On Jan. 18, Carlos Solis IV died in a crash of his 2002 Honda Accord. Metal from the driver's side airbag struck him in the neck, according to a police report cited in a lawsuit filed by Solis' family. When Solis bought the vehicle in April 2014 at a used-car dealership near Houston, neither Honda nor the dealer notified him that it had been recalled in 2011 for suspect Takata airbag inflators. Solis' car was again recalled last June, but when he crashed last month, Honda still hadn't mailed him his recall notice.
Solis' death is under investigation in Texas, but it seems clear that the U.S. auto recall system failed him, as it has failed others before.
Ensuring against safety defects over the lifetime of machinery as complex as an automobile is difficult. But some basics are already established.
Automakers are responsible to make safe autos and, as safety flaws are discovered, to design and build replacement parts. They also must notify affected owners and ensure that repairs are made.
New-vehicle dealerships are responsible for repairing recalled autos.
Vehicle owners who are notified are responsible for getting their recalled vehicles fixed, for free, at brand dealerships.
And regulators must detect systemic safety flaws and ensure that affected vehicles are recalled and repaired.
The existing recall system protects U.S. consumers most of the time. But it misses too many defects. It has holes, especially after original owners sell their vehicles. Recall completion rates vary widely. The notification letters automakers send to owners rarely have a follow-up mechanism to verify receipt.
An inadequate patchwork regulates the obligations of fleet operators, used-car dealers, regulators and even consumers. The system fails to assure that the owner of every recalled vehicle is notified and that repairs are made.

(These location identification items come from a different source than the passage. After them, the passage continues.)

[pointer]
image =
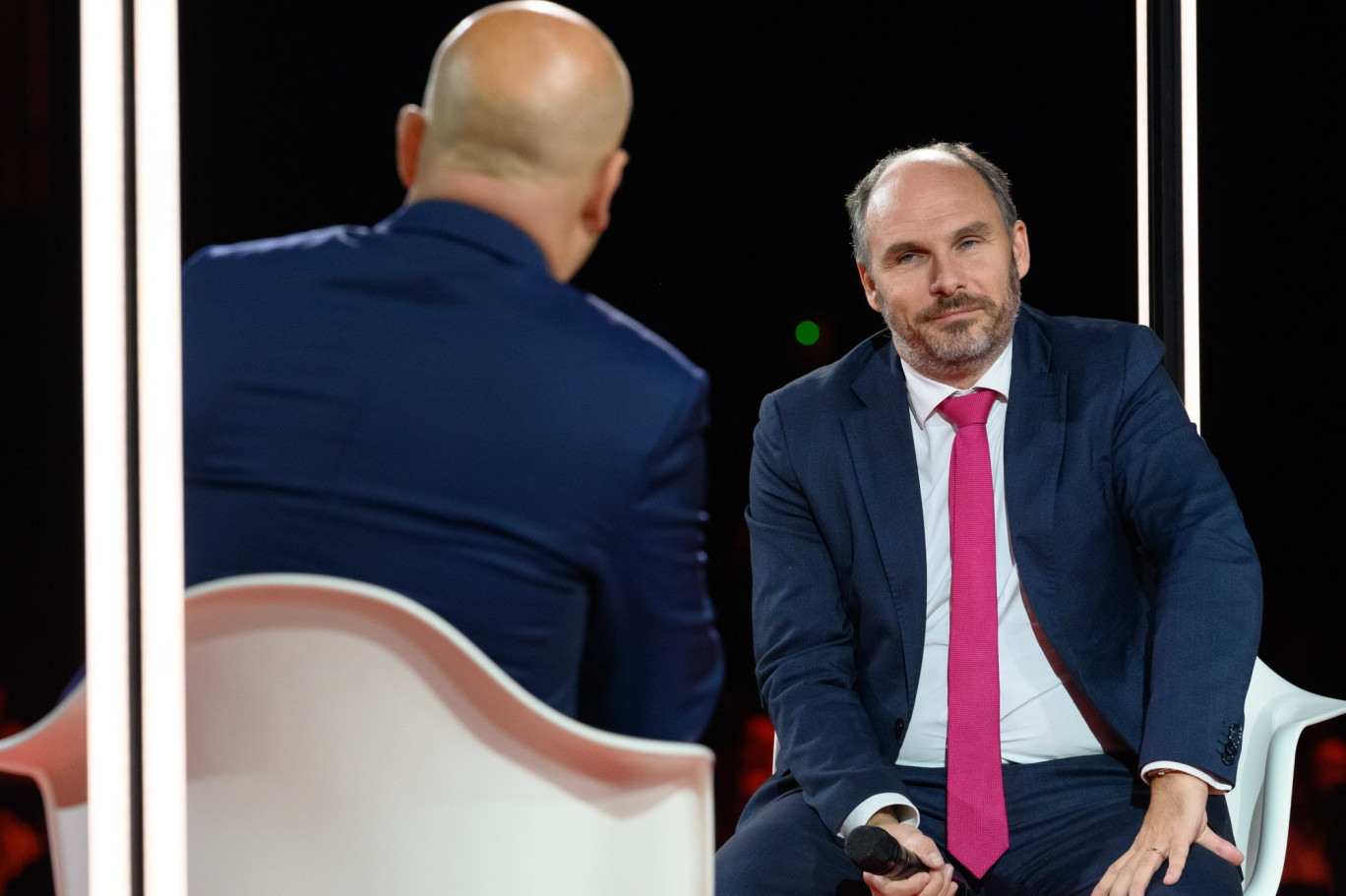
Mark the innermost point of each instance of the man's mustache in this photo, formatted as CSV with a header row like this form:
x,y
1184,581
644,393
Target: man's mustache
x,y
957,302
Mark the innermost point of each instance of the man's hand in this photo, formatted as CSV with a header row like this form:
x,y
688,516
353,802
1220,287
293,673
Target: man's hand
x,y
1175,819
937,881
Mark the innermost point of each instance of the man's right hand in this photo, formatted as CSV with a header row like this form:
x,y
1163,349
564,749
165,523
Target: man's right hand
x,y
937,881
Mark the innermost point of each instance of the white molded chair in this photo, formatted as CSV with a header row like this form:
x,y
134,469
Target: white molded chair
x,y
1275,715
342,739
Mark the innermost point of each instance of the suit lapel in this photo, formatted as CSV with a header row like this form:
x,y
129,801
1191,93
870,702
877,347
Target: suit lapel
x,y
1035,439
879,438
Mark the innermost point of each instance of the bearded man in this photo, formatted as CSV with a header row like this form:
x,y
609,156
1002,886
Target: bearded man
x,y
1005,603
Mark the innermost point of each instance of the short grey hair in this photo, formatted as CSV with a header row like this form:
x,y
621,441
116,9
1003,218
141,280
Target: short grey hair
x,y
858,202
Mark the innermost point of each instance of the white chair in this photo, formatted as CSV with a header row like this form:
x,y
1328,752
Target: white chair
x,y
1275,715
342,739
51,752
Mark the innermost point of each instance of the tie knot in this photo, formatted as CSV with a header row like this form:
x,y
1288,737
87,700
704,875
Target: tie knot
x,y
971,408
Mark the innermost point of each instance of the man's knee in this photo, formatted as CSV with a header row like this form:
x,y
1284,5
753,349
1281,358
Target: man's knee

Big hurdles must be overcome before the industry can achieve 100 percent recall notification and 100 percent repair. Some steps are easier, such as improving a federal website listing vehicle recalls. Others require policy changes. For example: Should vehicles be required to have all recall repairs made before they are registered or resold?
Automakers and new- and used-car dealers want more effective recalls, but they are reluctant to take on new burdens.
The ongoing recall of Takata airbags in 14 million U.S. vehicles, plagued by a shortage of replacement parts for months, undercuts consumer confidence in auto safety. It highlights the shortcomings of today's recall system.
It's time for the auto industry to use its lobbying muscle to push for comprehensive reform legislation.
There must be no more cases like that of Carlos Solis.